Design goals:
1) Benchmark should run on a reasonable OS. Requiring a special purpose hardware would increase benchmark accuracy, but would make running it much more difficult.
2) Running with an OS might distort the benchmark with context switches or interrupt. To solve that, you can repeat the test multiple times and remove outliers.
3) Should give a few simple outputs, so that lock designer could use the results as a proxy for how to optimize the lock for his use case.
4) Initial design assumes x86 for brevity, but changes to other architecture should be easy.
Implementation:
Input parameters:
LENGTH estimated # cycles that the lock would be held.

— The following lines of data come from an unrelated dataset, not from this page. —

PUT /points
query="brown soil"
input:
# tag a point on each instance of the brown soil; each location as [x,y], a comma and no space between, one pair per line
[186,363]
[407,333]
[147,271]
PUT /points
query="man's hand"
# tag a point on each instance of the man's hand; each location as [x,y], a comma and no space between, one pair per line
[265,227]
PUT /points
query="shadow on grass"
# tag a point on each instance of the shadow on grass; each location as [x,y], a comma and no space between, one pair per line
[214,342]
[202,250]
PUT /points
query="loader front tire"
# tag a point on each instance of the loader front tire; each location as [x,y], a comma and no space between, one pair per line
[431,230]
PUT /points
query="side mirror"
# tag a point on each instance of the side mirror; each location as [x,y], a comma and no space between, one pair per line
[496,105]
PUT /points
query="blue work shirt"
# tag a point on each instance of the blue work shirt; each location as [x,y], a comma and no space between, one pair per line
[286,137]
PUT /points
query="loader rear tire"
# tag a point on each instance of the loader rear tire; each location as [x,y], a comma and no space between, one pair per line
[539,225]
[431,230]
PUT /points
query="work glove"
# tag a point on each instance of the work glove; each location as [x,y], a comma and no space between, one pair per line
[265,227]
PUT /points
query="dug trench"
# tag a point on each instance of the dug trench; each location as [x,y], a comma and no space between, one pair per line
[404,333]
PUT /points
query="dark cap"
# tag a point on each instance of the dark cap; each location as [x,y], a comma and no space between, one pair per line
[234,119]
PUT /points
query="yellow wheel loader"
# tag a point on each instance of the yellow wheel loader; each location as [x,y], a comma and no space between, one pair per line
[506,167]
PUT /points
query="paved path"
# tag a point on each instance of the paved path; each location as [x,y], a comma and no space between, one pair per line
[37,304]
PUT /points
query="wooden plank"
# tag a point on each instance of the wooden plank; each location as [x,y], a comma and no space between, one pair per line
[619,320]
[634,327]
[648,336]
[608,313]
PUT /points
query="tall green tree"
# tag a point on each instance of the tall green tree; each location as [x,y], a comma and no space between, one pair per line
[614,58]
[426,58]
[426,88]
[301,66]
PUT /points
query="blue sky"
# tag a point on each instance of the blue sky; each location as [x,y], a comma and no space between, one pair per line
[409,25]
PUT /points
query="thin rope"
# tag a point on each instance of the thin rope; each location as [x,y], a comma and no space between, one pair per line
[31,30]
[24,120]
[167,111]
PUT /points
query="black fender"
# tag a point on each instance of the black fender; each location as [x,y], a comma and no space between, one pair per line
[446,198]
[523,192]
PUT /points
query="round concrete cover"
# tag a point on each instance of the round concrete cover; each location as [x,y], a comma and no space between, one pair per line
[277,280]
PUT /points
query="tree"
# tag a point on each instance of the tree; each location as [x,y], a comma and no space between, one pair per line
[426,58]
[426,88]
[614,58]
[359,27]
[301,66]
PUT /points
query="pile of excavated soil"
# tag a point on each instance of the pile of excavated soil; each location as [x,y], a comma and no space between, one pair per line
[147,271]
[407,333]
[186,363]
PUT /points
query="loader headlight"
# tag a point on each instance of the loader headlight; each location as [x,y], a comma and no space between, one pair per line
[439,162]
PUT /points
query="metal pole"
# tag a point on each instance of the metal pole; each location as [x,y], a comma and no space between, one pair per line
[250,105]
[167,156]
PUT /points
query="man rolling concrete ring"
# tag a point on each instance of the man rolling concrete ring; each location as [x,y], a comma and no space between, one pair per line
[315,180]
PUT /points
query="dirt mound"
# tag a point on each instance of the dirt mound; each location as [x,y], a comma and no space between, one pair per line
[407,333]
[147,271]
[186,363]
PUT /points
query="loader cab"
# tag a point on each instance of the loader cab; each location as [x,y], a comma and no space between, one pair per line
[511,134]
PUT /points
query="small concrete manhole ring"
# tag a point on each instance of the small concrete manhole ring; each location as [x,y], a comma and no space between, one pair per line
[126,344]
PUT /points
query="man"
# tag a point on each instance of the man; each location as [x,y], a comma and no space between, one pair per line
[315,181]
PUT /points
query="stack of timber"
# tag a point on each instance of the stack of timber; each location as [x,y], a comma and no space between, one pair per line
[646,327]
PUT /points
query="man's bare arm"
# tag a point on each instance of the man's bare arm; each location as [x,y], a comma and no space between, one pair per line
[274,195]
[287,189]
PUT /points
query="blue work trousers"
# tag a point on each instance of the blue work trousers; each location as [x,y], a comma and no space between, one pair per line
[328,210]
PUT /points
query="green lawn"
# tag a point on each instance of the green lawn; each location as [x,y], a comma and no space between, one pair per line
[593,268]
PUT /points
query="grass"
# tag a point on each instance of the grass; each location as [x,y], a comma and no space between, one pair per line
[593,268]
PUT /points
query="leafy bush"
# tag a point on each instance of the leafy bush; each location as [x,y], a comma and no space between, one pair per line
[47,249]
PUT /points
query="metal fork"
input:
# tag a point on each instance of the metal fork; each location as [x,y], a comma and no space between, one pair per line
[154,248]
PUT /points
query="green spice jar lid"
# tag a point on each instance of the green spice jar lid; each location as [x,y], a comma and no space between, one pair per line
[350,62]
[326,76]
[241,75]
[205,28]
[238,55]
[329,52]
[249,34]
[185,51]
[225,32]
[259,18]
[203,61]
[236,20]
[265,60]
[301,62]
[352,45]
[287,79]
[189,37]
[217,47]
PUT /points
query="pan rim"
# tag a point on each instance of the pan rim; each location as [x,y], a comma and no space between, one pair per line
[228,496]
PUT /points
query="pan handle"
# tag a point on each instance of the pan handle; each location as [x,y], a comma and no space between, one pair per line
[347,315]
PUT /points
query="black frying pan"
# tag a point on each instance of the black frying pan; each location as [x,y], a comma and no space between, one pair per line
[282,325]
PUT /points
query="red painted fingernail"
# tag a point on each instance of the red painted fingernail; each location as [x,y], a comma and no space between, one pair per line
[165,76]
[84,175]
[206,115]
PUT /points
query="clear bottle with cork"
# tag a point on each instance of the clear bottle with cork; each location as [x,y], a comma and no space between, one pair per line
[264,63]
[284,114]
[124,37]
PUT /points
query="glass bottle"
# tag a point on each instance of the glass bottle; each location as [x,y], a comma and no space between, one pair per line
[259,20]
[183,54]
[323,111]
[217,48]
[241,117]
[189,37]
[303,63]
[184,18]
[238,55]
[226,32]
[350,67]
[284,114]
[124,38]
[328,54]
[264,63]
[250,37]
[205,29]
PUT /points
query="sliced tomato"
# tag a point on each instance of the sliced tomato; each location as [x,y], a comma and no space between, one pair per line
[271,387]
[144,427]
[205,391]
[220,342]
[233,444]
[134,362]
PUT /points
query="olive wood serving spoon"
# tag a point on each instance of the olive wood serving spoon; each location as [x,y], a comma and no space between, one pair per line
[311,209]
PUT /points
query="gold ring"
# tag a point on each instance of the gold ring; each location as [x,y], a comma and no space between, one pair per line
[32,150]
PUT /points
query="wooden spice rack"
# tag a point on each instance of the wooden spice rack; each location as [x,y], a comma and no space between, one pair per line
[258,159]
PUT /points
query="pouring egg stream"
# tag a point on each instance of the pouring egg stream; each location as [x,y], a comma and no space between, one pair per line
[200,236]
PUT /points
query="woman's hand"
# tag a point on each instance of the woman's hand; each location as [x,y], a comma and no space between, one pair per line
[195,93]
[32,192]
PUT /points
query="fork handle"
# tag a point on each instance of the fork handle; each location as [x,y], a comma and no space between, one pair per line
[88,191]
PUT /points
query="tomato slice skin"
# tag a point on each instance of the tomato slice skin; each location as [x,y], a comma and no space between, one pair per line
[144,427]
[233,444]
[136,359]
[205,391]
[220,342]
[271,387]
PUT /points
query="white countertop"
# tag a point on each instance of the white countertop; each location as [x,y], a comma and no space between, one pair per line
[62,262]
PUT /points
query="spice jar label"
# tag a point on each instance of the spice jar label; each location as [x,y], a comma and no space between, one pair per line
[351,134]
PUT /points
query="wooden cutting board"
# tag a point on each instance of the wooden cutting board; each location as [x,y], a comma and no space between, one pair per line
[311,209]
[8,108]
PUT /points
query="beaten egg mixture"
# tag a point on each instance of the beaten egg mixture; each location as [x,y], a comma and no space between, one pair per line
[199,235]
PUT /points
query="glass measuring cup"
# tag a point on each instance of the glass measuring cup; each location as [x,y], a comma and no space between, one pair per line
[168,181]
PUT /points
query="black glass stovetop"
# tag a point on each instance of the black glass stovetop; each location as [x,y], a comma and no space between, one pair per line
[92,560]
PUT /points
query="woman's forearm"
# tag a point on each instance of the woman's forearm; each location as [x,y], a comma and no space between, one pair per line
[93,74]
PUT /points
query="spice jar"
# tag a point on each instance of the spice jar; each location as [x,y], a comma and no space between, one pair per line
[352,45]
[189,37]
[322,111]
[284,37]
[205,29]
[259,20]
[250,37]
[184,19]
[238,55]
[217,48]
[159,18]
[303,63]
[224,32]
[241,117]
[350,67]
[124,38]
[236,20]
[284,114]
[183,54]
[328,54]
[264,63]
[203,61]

N number of CPUs contending for the lock
1) Count cycles (e.g., r for uncontended acquire and release - that would be the first output.
2) Measure the memory footprint of uncontended acquire and release - that would be the second output. This can be done by invalidating the cache, running lock acquire release, and reading cache misses from performance counters. To eliminate other overhead, do the same with a NOP lock - this would be the overhead.
That would be the second output.
3) Pin N threads to N different logical CPUs. We can afford ignoring logical CPUs, since in most use cases you cannot ensure two threads would run on different hardware cpus. Each CPU would pause for LENGTH cycles, by running commands that do NOT use the memory bus.
4) Count time (e.g., rdtsc) from the time the first CPU acquired the lock, to the time the last one did.
Do that by acquiring the lock, keeping the timestamp in a register, releasing the lock, and then after a 1ms pause, writing this value to a known location, so that writing the timestamp won't interfere with the test. after 10ms, when all CPUS are definitely done with the benchmark.
The problem here is, the timestamps between CPUs might not be synchronized.
Possible solutions are:
4.a. Use HPET instead, than again the HPET overhead might distort the test case.
4.b On newer Intel HW, I understand there's invariant tsc which can be a solution. Not sure how portable would that be.
4.c Assuming the time drift is small, averaging over multiple experiments might give a small enough standard deviation.
I'm not sure how much problematic would that be in practice.
5?) I'm not sure its possible, or meaningful, but one measure the memory bus utilization during the lock contention. Maybe counting the total cache misses for all CPUs while contending over the lock.
You'll end up with four actionable parameters:
CPU usage for the uncontended case.
Memory footprint for the uncontended case.
CPU overhead for the contended case
Memory bus usage (or a close proxy of it) in the contended case.